The Association indicated that under the guidance of the Central Internet Information Office, together with the National Internet Emergency Response Center, on the basis of the release of the Chinese Basic Internet Corpus 1.0 in the previous period, and relying on the corpus construction and sharing mechanism established by the Specialized Committee, it gathered a batch of new high-quality and credible data, and went through a series of rigorous and meticulous data processing and handling measures, such as source screening, content filtering, and data de-emphasis.Formed and released to the public the Chinese Internet Basic Corpus 2.0, with a size of 120GB and 38 million data items.

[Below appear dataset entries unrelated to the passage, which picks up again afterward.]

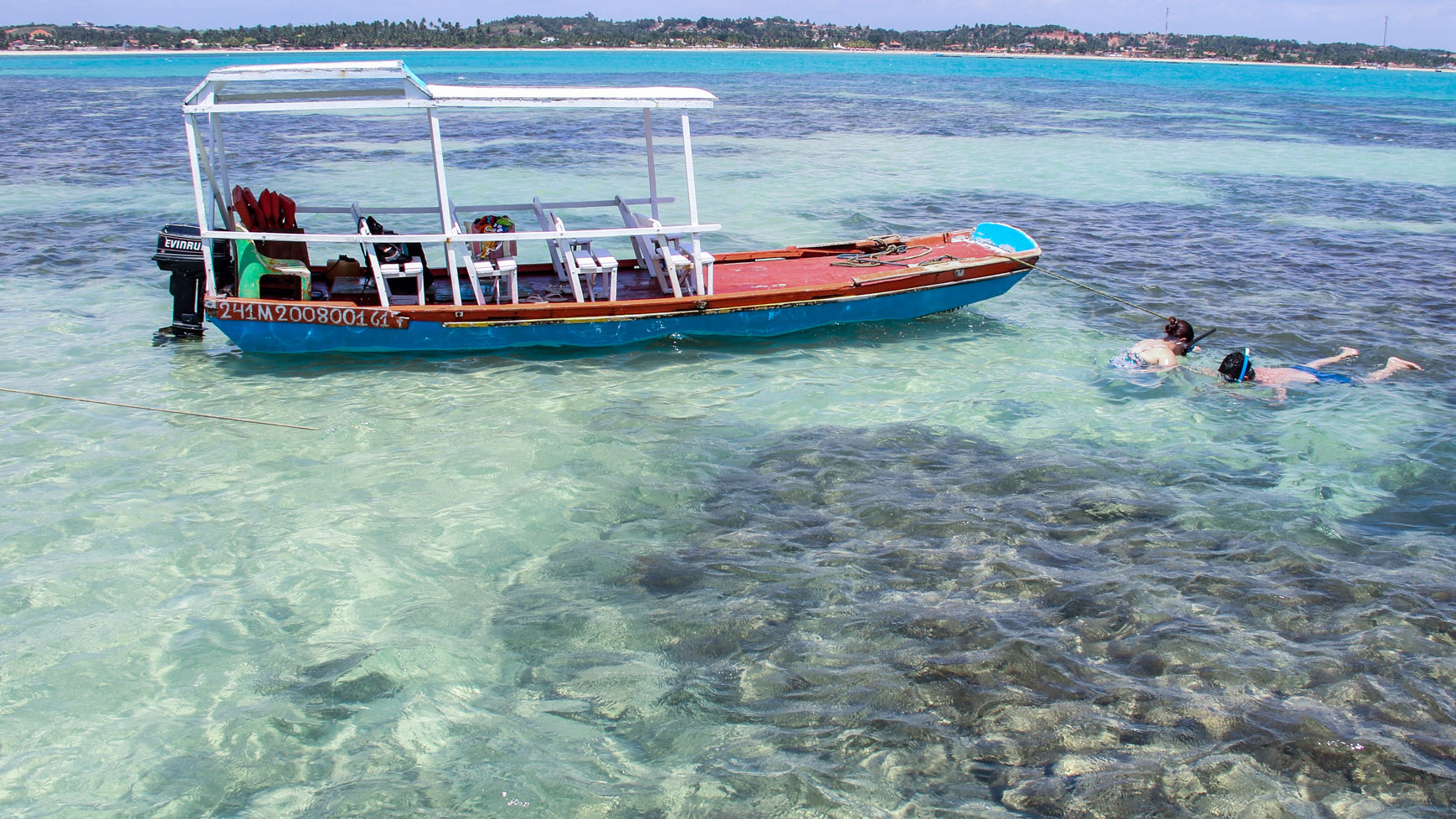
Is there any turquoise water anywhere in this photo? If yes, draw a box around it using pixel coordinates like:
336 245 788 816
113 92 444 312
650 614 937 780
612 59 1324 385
0 53 1456 817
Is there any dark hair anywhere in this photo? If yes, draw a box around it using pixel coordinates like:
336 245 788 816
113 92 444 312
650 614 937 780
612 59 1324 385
1219 347 1253 382
1163 317 1192 356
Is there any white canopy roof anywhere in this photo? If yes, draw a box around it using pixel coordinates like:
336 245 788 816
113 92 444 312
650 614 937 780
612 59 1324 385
182 59 718 114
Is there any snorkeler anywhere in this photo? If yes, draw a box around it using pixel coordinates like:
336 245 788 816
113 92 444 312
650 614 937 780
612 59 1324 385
1127 317 1212 370
1219 347 1421 398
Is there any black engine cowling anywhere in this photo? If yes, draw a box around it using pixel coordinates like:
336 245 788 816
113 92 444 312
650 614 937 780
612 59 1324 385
152 224 234 335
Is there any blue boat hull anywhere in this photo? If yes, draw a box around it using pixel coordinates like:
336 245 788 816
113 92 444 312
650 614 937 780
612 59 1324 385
209 271 1028 353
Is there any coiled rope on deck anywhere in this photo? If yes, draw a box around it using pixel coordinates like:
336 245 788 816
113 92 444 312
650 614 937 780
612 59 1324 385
828 239 951 266
0 386 319 433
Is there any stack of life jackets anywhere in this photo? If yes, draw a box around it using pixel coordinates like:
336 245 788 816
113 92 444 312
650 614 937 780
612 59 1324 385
233 185 309 264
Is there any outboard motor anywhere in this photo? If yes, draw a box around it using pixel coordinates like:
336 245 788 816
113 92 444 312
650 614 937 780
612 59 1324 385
152 224 234 338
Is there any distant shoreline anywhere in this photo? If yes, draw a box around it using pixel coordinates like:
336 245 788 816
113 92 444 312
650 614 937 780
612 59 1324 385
0 45 1456 75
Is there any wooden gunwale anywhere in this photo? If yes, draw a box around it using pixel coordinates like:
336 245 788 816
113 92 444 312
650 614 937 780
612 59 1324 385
208 242 1041 328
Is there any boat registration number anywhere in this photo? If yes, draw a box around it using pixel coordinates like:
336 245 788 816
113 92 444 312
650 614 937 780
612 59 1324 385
207 299 409 329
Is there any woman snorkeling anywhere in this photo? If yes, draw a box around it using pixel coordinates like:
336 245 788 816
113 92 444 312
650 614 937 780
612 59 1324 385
1125 317 1213 370
1219 347 1421 398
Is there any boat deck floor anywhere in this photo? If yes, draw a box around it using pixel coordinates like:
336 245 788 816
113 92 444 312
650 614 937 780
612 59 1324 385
264 232 999 307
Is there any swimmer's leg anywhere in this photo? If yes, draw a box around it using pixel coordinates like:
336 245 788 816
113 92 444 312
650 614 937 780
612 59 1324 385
1364 356 1421 380
1304 347 1360 370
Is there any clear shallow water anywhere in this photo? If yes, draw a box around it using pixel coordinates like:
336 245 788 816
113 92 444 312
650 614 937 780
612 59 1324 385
0 53 1456 817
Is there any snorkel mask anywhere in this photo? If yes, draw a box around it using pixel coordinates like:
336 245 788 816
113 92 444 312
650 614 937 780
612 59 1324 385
1219 347 1253 384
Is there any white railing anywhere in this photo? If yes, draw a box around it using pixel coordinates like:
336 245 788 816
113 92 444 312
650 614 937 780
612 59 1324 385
203 221 723 245
297 197 677 214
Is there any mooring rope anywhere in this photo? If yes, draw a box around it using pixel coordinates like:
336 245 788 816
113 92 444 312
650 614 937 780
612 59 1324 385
999 255 1172 319
0 386 319 433
828 242 932 266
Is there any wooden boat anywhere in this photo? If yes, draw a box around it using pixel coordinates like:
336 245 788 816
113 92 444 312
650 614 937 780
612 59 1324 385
154 61 1041 353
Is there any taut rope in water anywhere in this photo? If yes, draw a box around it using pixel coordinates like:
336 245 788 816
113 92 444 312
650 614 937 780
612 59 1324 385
1001 256 1170 320
0 386 319 433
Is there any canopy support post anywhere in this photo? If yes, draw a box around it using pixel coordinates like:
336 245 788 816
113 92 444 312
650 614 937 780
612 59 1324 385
683 114 709 296
419 108 460 307
642 108 662 222
182 114 217 299
207 114 236 230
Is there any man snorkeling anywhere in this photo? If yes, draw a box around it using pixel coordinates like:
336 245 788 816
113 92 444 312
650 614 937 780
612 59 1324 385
1219 347 1421 398
1127 317 1213 370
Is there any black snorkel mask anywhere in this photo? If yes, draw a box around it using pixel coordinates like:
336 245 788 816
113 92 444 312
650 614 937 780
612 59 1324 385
1223 347 1253 384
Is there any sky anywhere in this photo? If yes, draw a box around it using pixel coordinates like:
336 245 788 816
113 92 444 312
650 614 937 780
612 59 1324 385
0 0 1456 51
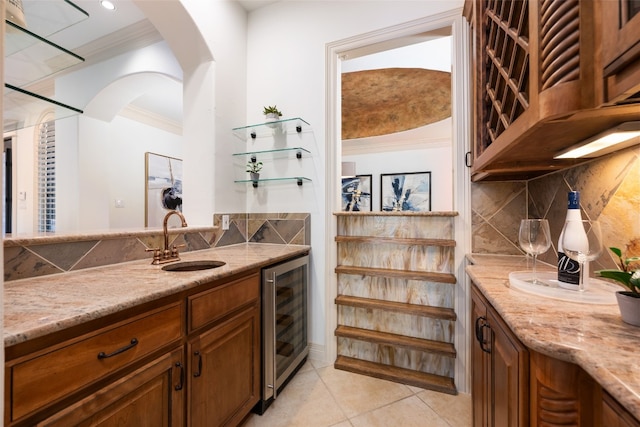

Note: 27 corpora are currently hosted on the platform.DatasetThe total amount of data is about 2.7T, which is divided into three main categories:
- First, the Chinese Internet basic corpus built by the China Cyberspace Security Association together with the National Internet Emergency Response Center and others;
- The second is the Internet corpus shared by People's Daily, Beijing Zhiyuan Research Institute, and Shanghai Artificial Intelligence Laboratory;
- The third is the high-quality Chinese basic corpus samples contributed by the China Institute of Cyberspace Research, the National Version Library of China, the Encyclopedia of China Publishing House, and the Library of the Chinese Academy of Social Sciences.
Users can log in to the website of China Association for Cyberspace Security (https://www.cybersac.cn/newhome), click on the link "Chinese Internet Corpus Resource Platform", and pass the procedures of registration and authentication to download the relevant corpus.
The person in charge of the Special Committee on Artificial Intelligence Security Governance of the Internet Security Association said that data is a key resource for the development of artificial intelligence, and the Chinese Internet Basic Corpus 2.0 is another important achievement of the collaborative efforts of all sectors to build a high-quality Chinese corpus, and that the Special Committee will continue to strengthen the construction of the Chinese Internet Basic Corpus to provide strong support and guarantee for the technological innovation and industrial development of artificial intelligence.